Due to Olmert’s willingness to turn a blind eye to Fatah’s belligerence, the effect of his diplomatic efforts has been the legitimization not only of Fatah but of all of Fatah’s allies and supporters. That is, the effect has been to legitimize all of our enemies and encourage them to maintain and expand their campaigns on every front.
In the case of Fatah for instance, by refusing for three years and two months to confront it on its involvement in terror, Olmert paved the way for its current campaign to prosecute IDF soldiers as war criminals in international tribunals. Moreover, due to Olmert’s refusal to acknowledge Fatah’s lead role in terrorism, he paved the way for the current state of affairs where Fatah forces are now being trained and armed by the US military.
BY DESTROYING the IDF’s international reputation as a world-class fighting force by twice committing it to war and twice refusing to allow it to fight to victory, and by transforming the Foreign Ministry into a mouthpiece for Fatah and the PLO while ordering it to ignore Iran, Olmert wrecked Israel’s reputation as a steady and reliable strategic ally in Washington. Moreover, he weakened its supporters both in the US capital and throughout the world by effectively accepting the lie that Israel itself is responsible for the radicalization of the Arab and Islamic worlds and that only by cutting it down to size will the West be able to moderate the behavior of jihadists from Teheran to Karachi to Baghdad to London.
Olmert’s massive incompetence has had another victim: the country’s social fabric. Not only has his studied inability to defend the country attenuated many Israelis’ faith in the state’s ability to defend them, Olmert’s refusal to countenance the public’s demand that he resign after the war in Lebanon and his insistent postwar attempts to give away Judea, Samaria and Jerusalem to Fatah while wrecking the strategic alliance with the US have sown confusion and discord. This discord has led to a deepening of social and political fissures at a time when – due to the rising Iranian threat which he studiously ignored, and the steady delegitimization of Israel’s right to exist that he engendered – we need to be united as never before.

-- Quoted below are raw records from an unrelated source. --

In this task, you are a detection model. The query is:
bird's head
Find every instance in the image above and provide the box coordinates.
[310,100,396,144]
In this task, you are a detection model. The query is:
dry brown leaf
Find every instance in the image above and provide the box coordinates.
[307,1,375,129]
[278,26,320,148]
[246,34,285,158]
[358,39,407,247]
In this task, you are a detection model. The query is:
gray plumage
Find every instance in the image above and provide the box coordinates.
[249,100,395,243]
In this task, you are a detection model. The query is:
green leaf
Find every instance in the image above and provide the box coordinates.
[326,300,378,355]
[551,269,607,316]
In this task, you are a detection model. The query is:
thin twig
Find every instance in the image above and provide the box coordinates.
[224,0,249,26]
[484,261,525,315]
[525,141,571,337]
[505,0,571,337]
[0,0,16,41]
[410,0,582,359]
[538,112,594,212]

To sum up then, Olmert’s ideological and political commitment to appeasement, his personal arrogance and his contempt for his countrymen have made his tenure an unrelenting and unmitigated disaster for the country. Today, rather than acknowledge his failure, Olmert is using the disclosure of IAF attacks in Sudan as yet a new way to obfuscate the fact that for three years and two months he has failed to adequately protect the state.
It is in light of this that it is imperative that the public understand his record. For in the final analysis, it is not simply our ability to ensure that Olmert never returns to lead us that stands in the balance. Our wherewithal to survive with the strategic wreckage he has laid before us depends on our capacity to understand and remember the dimensions of Olmert’s incompetence.